Guacamole Deviled Eggs are a fresh take on everybody’s favorite comforting appetizer, it’s amazing how a little tweak like adding smashed avocado, garlic salt, and lemon really takes them over the top. Serve ’em up on game days, and right through the spring holidays like Easter, Passover, and Cinco de Mayo.
Can we all just admit it, deviled eggs are the best ~ I always perk up when I see these little appetizers waiting for me at a party.
There’s nothing quite like the experience of sinking your teeth into a perfect deviled egg. The creaminess of the stuffing, the silky texture of the egg…it’s not a question of whether you want one, it’s how many do you want?
How to boil the perfect egg method #1
- Start with room temperature fresh eggs.
- Bring a pot of water to boil.
- Gently lower the eggs, one by one, into the boiling water. Set the timer for 8 minutes.
- Let the eggs boil gently, lowering the heat a little bit if necessary.
- Turn off the heat after 8 minutes, cover, and let sit for 5 minutes.
How to boil the perfect egg method #2
- Start with eggs from the fridge.
- Put the eggs in a pot and cover with water.
- Bring to a full boil, then turn off the heat, cover, and let sit for 15 minutes.
So now you’ve got your perfectly boiled eggs, but we all know that’s only half the battle!
How to easily peel eggs (even super fresh ones)
- Drain, and rinse your freshly boiled eggs in cold water for a couple of minutes.
- With the eggs in a dry pan, shake the pan and eggs back and forth vigorously so the eggs bang against each other and the sides of the pan. Don’t be afraid ~ the little network of cracks is going to make peeling a breeze!
- Peel the eggs under running water, the shells will practically fall off.
Deviled eggs can be made ahead. I like to assemble them the morning of my party, and keep them (loosely!) wrapped in the fridge until they’re needed. If you’re going to garnish, do that just before serving, and served them chilled.
My mom made her deviled eggs the old fashioned way, and just filled the eggs with a spoon, nothing fancy. But if you want to try for a little bit of an elevated look, spoon your guac filling into a pastry bag fitted with a large tip. It’s so easy to fill each egg with a twist of your hands, and they look so pretty. I used the same large pastry tip to pipe the mashed potatoes onto my Cottage Pie, and I just love the effect. Note: I used the Wilton 6B open star tip for my eggs.
Guacamole Deviled Eggs
- 6 extra large hard boiled eggs, shells removed
- about 1/2 cup mashed avocado
- 1 tsp fresh lemon juice, more to taste
- 1-2 Tbsp mayonnaise, depending on how stiff your mixture is
- salt or garlic salt to taste, start with a pinch
- snipped chives
- Slice each egg in half lengthwise, and pop out the yolks.

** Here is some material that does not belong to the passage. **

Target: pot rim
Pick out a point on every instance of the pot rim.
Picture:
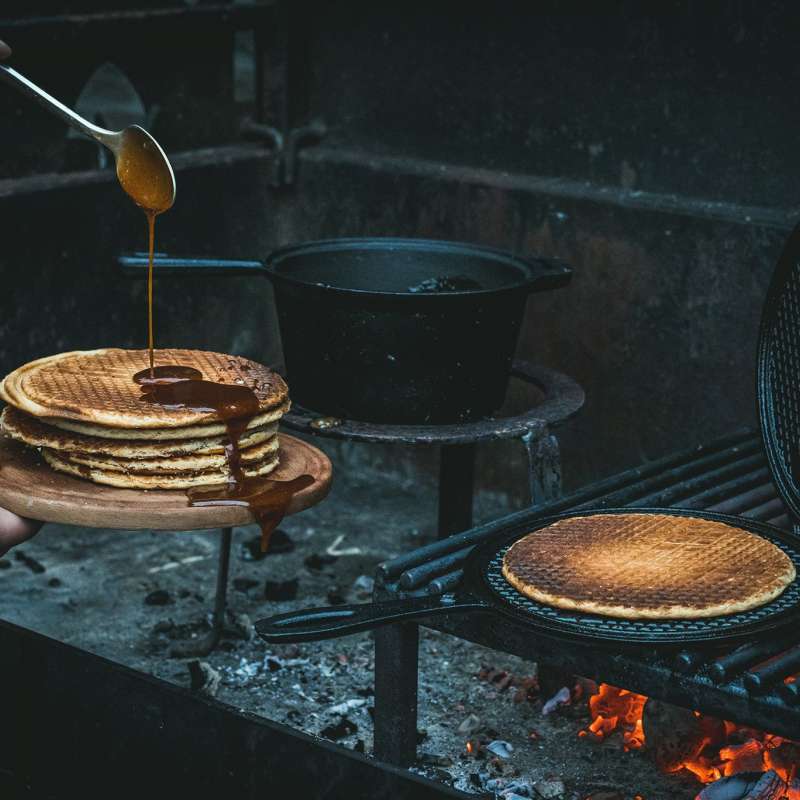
(531, 269)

- Mix the freshly mashed avocado with lemon juice to prevent browning.
- Put the yolks, mayo, and avocado in a small bowl. Use an immersion blender to blend the mixture until smooth and creamy. Season with salt or garlic salt to taste. Add more lemon if you like.
- Alternatively you can blend the mixture in a small food processor, scraping down the sides of the machine as necessary.
- Fit a pastry bag with a large star tip and fill the bag with the mixture.
- Pipe the filling into the hollowed out egg halves.
- Garnish with snipped chives.
Make these Guacamole Deviled Eggs your own ~
- How about a sprinkle of crumbled bacon on top instead of the chives? Yum. Or try finely minced jalapeños.
- Not a guac fan? Try adding an equal amount of hummus.